I have before me an ex parte summons (the Summons) issued by the Hong Kong liquidators of a Cayman company, China Agrotech Holdings Limited (the Company). In the Summons the Hong Kong liquidators seek orders from this Court giving them certain powers and the authority to act on behalf of the Company for the limited purpose of presenting a petition for a scheme of arrangement between the Company and its creditors in Cayman as part of a corporate rescue of the Company involving a parallel scheme of arrangement with creditors to be filed in the High Court of the Hong Kong Administrative Region (the Hong Kong Court) and a restructuring of the Company's capital with shareholder approval.

2

The Summons was supported by two affirmations made by Chan So Fun ( Mr Chan), a solicitor in Hong Kong in the firm of solicitors advising the Hong Kong liquidators (Michael Li & Co), two affidavits made by David Yen Ching Wai (one of the Hong Kong liquidators and a managing director of Ernst & Young Transactions Limited) one affirmation made by Stephen Liu Yiu Keung (the other Hong Kong liquidator and also a managing director of Ernst & Young Transactions Limited) and one affidavit made by David Andrew Freeman (a paralegal with Ogier, the firm of attorneys acting for the Liquidators).
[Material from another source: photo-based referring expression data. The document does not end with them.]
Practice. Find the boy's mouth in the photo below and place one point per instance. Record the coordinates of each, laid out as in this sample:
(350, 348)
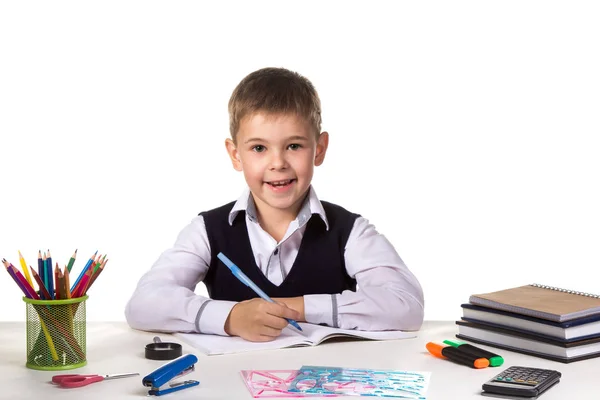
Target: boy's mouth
(282, 183)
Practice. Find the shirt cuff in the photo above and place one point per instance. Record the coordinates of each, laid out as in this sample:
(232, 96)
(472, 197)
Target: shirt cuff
(212, 316)
(321, 309)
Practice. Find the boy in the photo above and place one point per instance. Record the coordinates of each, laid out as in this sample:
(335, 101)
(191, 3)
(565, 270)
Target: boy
(318, 262)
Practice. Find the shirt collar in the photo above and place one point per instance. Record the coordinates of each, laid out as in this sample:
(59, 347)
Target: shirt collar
(311, 206)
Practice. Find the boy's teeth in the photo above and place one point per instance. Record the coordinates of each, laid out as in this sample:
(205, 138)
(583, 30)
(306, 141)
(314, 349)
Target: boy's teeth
(280, 183)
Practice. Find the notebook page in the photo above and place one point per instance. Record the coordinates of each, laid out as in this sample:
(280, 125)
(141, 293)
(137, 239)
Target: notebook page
(318, 333)
(215, 344)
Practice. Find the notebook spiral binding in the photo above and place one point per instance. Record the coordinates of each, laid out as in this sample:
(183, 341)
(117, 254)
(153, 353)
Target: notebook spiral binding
(566, 290)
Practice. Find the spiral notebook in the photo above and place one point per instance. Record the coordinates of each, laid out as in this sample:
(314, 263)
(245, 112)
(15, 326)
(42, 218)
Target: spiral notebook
(540, 301)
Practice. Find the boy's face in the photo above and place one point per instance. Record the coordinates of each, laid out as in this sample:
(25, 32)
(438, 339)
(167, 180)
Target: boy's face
(277, 154)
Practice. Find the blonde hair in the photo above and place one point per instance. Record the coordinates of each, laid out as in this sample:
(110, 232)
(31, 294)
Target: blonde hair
(274, 91)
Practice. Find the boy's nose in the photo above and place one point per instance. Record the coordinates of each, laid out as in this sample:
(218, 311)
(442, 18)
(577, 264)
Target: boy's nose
(278, 161)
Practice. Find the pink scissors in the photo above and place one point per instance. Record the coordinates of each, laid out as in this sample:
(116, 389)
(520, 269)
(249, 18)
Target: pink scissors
(79, 380)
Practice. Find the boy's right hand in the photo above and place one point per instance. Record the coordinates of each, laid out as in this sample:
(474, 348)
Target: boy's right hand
(258, 320)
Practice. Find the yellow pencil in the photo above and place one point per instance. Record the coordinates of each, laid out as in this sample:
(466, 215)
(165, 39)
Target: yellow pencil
(25, 270)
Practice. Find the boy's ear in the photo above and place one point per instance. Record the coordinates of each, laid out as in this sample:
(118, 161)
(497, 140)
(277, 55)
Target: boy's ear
(233, 154)
(322, 143)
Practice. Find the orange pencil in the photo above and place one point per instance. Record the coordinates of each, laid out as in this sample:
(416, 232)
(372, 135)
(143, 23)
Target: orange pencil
(43, 291)
(80, 289)
(67, 282)
(95, 276)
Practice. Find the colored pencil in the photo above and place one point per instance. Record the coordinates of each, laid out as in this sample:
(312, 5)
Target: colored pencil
(41, 270)
(20, 280)
(67, 283)
(83, 271)
(72, 261)
(36, 297)
(44, 295)
(95, 276)
(24, 268)
(58, 280)
(79, 290)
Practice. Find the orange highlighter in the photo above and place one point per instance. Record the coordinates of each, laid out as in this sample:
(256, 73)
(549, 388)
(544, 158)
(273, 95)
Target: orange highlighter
(454, 354)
David Yen Ching Wai and Stephen Liu Yiu Keung are referred to as the Liquidators. As I have said, this was an ex parte summons and so no notice has yet been given to the Company's directors, shareholders or creditors.

3

The Summons was issued pursuant to a letter of request dated 19 July 2017 from the Hong Kong Court addressed to this Court, which was issued pursuant to an order of Mr Justice Harris (the Letter of Request). The Letter of Request sets out the orders which this Court is requested to make. I shall explain and discuss the precise terms of the proposed orders shortly.

4

For the reasons explained below, I have concluded that I can and should permit the Liquidators to apply in the name and on behalf of the Company for and promote a parallel scheme in Cayman and that I should take steps that will ensure that proceedings commenced against the Company pending the consideration and sanctioning of the scheme can be adjourned or stayed in order to allow the scheme process to be completed. However, I consider that the order to be made should be in a different form from and grant relief in a different manner from that detailed in and set out in the Letter of Request (although the order will be in accordance with and respond to the Letter of Request which invited this Court to give such further or other relief by way of cross-border judicial assistance at common law as thi Court considers just and convenient). I also consider that the Liquidators should only be permitted to apply for an order convening the scheme meeting(s) after the Company's directors, shareholders and creditors have been notified of the Summons and given an opportunity to file objections or submissions and be heard by this Court. If no such objections or submissions are filed, and if no-one notifies the Liquidators of their intention to appear and be heard, the Liquidators may proceed to file the Company's petition for an order convening the scheme meeting(s) without the need for a further hearing.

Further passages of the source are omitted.